8 Through this understanding of knowingly, Appellant makes no assertion she did not knowingly use a dangerous weapon. In fact, she admitted to police she walked into the kitchen to shoot Victim again to ensure he would not "come after us." There was sufficient evidence she knowingly used a deadly weapon in the commission of a felony. Appellant thus possessed the requisite mens rea to support her ACA conviction. Point One is denied. 3

3 Appellant also argues Belton is inconsistent with an earlier Supreme Court of Missouri case, State v. Williams, 126 S.W.3d 377 (Mo. banc 2004). The two cases can be harmonized.
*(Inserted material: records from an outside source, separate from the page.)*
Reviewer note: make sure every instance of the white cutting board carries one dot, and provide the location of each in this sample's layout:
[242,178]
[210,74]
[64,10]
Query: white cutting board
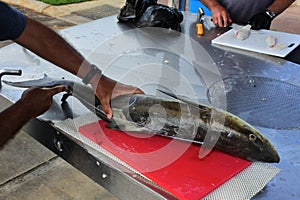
[256,41]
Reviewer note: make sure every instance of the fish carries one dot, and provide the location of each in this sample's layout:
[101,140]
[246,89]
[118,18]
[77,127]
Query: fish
[176,117]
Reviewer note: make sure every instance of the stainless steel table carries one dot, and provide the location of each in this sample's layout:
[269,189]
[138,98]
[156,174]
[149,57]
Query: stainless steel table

Williams holds the mens rea for ACA is "knowingly." Id. at 385. The Belton Court was aware of Williams because it cited Williams in its analysis. Belton, 153 S.W.3d at 310. Belton only clarified Williams: while ACA has a knowingly mens rea, that does not apply to the underlying felony element because to do so would be absurd or unjust. Id. at 310–11. Conclusion

The circuit court's judgment is affirmed. _____________________________________ Philip M. Hess, J udge Michael S. Wright, Presiding Judge and Virginia W. Lay, Judge concur.